J’aimerais saluer également la tâche qui a été effectuée par notre rapporteur et féliciter Alain Milon, dont l’absence inopinée me permet de m’exprimer devant vous cet après-midi, pour l’action qu’il a menée et la manière dont il s’est penché sur l’ensemble de ces questions.

Je remercie Colette Giudicelli d’avoir déposé un texte qui permet de répondre à une problématique relevant du champ de la protection de l’enfance en ouvrant la possibilité de signalements sécurisés pour les professionnels de santé.

Le rapporteur, qui a enrichi la rédaction initiale, a fait en sorte de circonscrire aux mineurs la suppression de l’exigence du consentement, qui est maintenue pour les majeurs, tout en veillant à ne pas ouvrir, en posant une obligation de signalement, d’autres possibilités de poursuites, alors que l’objet de la proposition de loi est précisément de sécuriser les signalements pas les praticiens.

Les chiffres ont été rappelés à cette tribune. Mme la secrétaire d'État a cité une estimation qui se fonde principalement sur des travaux britanniques : 10 % des enfants ont été victimes de maltraitance et, dans les deux tiers des cas, le silence prévaut encore aujourd'hui sur les violences qu’ils ont pu subir.

J’ai eu l’honneur de présider, pendant plusieurs années, le groupement d’intérêt public Enfance maltraitée, le GIPEM, et, de ce fait, l’Observatoire national de l’enfance en danger, l’ONED. À ce titre, je peux dire qu’une prise de conscience a eu lieu depuis la loi Bas de 2004 et qu’elle n’a cessé de se poursuivre.
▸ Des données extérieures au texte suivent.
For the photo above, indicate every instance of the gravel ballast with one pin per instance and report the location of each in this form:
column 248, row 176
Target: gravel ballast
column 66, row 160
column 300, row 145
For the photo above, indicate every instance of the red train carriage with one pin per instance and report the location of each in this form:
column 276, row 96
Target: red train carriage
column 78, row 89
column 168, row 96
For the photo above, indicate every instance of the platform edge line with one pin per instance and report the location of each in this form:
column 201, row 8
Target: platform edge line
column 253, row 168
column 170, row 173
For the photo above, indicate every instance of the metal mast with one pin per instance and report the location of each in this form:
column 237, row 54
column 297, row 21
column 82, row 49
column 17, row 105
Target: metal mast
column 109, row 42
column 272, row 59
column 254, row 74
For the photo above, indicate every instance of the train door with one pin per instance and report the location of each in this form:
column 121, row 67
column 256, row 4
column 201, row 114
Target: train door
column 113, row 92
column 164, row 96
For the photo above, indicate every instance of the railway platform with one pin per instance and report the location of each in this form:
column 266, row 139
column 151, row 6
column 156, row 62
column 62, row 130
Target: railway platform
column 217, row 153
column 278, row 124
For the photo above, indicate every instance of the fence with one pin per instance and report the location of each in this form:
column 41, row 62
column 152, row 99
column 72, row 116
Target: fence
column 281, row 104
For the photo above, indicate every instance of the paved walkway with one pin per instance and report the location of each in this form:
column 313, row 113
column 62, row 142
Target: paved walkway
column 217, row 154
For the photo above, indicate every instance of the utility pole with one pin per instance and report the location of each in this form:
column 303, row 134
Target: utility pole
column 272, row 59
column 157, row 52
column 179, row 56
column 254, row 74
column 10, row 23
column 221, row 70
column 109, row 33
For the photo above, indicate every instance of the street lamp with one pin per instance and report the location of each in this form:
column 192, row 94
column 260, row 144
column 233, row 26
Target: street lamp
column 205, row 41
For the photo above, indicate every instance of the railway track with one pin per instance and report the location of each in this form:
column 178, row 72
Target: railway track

Les différents gouvernements ont intégré le fait que, faute de conduire un travail permettant d’objectiver le phénomène par des chiffres plus sûrs, notre pays aurait toutes les peines à faire progresser la législation sur la protection de l’enfance qui, vous l’avez très bien dit, madame la secrétaire d’État, est dans un « angle mort » du débat public.

La protection de l’enfance, madame la secrétaire d’État, mes chers collègues, est un sujet qui nous met tous mal à l’aise et ne donne pas lieu à des inaugurations !
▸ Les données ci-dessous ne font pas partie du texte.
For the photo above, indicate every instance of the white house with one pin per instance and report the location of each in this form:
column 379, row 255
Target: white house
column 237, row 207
Quand on a la responsabilité des questions sociales, on dispose de multiples manières de travailler sur le handicap, l’autonomie du grand âge ou l’insertion, par exemple.
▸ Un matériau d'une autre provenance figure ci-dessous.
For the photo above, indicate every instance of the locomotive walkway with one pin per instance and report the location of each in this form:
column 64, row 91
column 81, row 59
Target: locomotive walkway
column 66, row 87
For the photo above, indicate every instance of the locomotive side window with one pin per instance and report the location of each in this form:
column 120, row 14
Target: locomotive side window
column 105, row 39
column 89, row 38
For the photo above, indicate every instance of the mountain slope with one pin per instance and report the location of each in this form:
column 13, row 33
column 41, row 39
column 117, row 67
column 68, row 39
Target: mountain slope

Ainsi, dans le champ du handicap, on peut ouvrir des établissements qui seront consacrés à l’amélioration de tel ou tel type d’accompagnement ou se donner les moyens de se battre pour la scolarisation des autistes.

Dans le champ de l’autonomie et du grand âge, nous avons également l’occasion de braquer des projecteurs sur l’investissement des collectivités locales ou du Gouvernement et de saluer la qualité des dispositifs mis en place. Je ne parle pas seulement des anniversaires de centenaires dans les maisons de retraite – nous ne les fêtons d’ailleurs plus, car nous y passerions tous nos week-ends !

Sourires.

Debut de section - PermalienPhoto de Christophe Béchu

Ce qui est vrai en matière de handicap et de vieillissement l’est tout autant dans le champ de l’insertion.

Accompagner des chantiers d’insertion, prévoir des clauses spécifiques dans les marchés publics, s’efforcer de diminuer la précarité dans un certain nombre de secteurs, par exemple en agissant dans le domaine de l’aide alimentaire : on le voit, il est possible dans tous les champs de la solidarité de montrer que les pouvoirs publics ne restent pas inactifs et, dans le même temps, de mobiliser des ressources et des forces de travail.

Dans le domaine de la protection de l’enfance, en revanche, la règle primordiale est la préservation de l’anonymat des enfants.

Là réside la première difficulté : lorsqu’il n’est pas possible de désigner les bénéficiaires d’un certain nombre de dispositifs, il est complexe de mettre en valeur la politique que l’on choisit de conduire.

Deuxième difficulté : ce sujet suscite chez chacun d’entre nous, quelles que soient ses convictions politiques, un profond sentiment de malaise.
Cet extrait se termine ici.